Mother Peter of Alcantara and another sister asked (many accounts say begged) for donations on Yakima street corners and by going from door to door. In three days they had raised $300. The nuns then set out on horseback accompanied by a guide to solicit funds from ranchers along the Sunnyside canal. The presence of the canal probably increased the risk of typhoid fever, and Yakima valley residents had as yet few doctors and no hospitals.

Mother Peter succeeded in raising sufficient funds to rent a seven-room, two-story frame house on the north side of Yakima Avenue between Naches and 4th Street for $12 per month. The sisters cleaned the house thoroughly, laid carpets, and applied paint and wallpaper. The hospital could accommodate 13 patients at a time. Sister Mary Hercule and Sister John the Evangelist were put in charge. The sisters also apparently made house calls.

Double Duty

James Dunworth, age 26, was the first patient to take advantage of the facility. He stayed about a month before being discharged. Altogether, 37 patients were cared for at St. Elizabeth during 1891.

Dr. Gunn performed the hospital's first surgery, the amputation of C. Longmire's leg.
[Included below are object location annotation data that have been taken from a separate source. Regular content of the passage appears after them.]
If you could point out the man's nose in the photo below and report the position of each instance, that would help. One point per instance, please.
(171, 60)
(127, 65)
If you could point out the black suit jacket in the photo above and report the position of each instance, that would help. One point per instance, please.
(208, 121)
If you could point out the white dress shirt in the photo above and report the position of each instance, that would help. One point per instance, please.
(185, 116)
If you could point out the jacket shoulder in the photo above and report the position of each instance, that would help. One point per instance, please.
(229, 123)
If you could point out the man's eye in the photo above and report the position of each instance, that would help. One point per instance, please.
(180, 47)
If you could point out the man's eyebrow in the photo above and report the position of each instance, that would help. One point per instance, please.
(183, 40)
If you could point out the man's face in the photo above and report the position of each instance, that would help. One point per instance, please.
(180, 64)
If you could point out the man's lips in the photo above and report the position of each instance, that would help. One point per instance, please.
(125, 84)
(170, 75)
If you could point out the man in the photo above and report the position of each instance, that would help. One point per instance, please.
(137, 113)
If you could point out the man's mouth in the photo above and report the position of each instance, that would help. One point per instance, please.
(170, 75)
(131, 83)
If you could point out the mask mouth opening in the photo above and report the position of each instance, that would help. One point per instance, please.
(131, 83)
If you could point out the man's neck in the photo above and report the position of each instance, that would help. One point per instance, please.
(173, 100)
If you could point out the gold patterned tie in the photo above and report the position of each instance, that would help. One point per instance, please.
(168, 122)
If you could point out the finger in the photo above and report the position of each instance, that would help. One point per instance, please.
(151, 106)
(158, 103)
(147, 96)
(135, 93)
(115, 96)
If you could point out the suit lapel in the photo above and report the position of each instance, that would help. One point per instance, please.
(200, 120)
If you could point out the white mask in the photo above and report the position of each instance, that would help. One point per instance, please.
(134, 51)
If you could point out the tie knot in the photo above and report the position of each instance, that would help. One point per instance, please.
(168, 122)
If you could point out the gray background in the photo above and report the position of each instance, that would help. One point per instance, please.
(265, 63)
The kitchen table served as operating table and the wood-burning kitchen stove was pressed into service to sterilize the surgical instruments. This arrangement continued for some years -- presumably surgeries were scheduled to prevent sterilization activities from overlapping with meal preparation.

An Ecumenical Effort

St. Elizabeth Hospital served all in need, not just Catholics, and received support from a wide spectrum of North Yakima's population. In addition to donations from parishioners at St. Michael's Episcopal Church (the oldest church in Yakima) and St. Joseph Church (Catholic), various fraternal organizations such as the Odd Fellows supported the hospital's mission.

The small hospital was overtaxed almost immediately and Mother Peter began soliciting donations for a larger facility. She purchased four lots at 4th and E streets. The Yakima firm of Langert, Schreiner, Ley, and Meyers signed a contract to construct a new 25-bed hospital, which opened on August 23, 1892. Patients with infectious diseases (often typhoid or tuberculosis) were housed in open air wards in three large screened tents. A 1902 addition created the first real operating theater. Two additional wings brought patient capacity to 65.

On January 1, 1914 St. Elizabeth's moved to a new five-story brick building at 110 S. 9th Avenue on Yakima's Capitol Hill. William V. Holden oversaw construction. Complete with elevators and isolation rooms, this facility served patients from throughout the Yakima valley until 1963 when it was demolished to make way for a new facility on the same site. The new building was completed in 1965. A new wing was added in 1975 and a rooftop helicopter pad in 1979.

In 2003 the hospital, by then called Providence Yakima Medical Center, was sold to a Health Management Associates, a major operator of acute care hospitals in rural areas. The facility was renamed the Yakima Regional Medicine and Cardiac Care Center. In 2020, by then known as Astria Regional Medical Center, it closed.

 


Sources:

Maurice Helland, They Knew Our Valley (Yakima: M. Helland, 1975), p. 99; "Our History," Yakima Regional Medicine and Cardiac Care Center website accessed November 6, 2007 (http://www.yakimaregional.org/); "About," Health Management Associates website accessed November 6, 2007 (http://www.hma.com/); George M. Martin, Paul Schafer, and William E. Scofield, Yakima: A Centennial Reflection, 1885-1985 (Yakima: The Yakima Centennial Commission, 1984), p. 45; Yakima: A Centennial Perspective ed. by Jim Newbill and Herb Blisard (Yakima: The Yakima Centennial Commission, 1984) p. 46; Wilfred P. Schoenberg, S.J., A History of the Catholic Church in the Pacific Northwest 1743-1983 (Washington, D.C.: The Pastoral Press, 1987), p. 377, 465; The Yakima Valley Catholic Centennial, 1847-1947 compiled by Joseph J. Pucci  (Yakima: s.n., 1947?).
Note: This article was amended on Agust 17, 2022.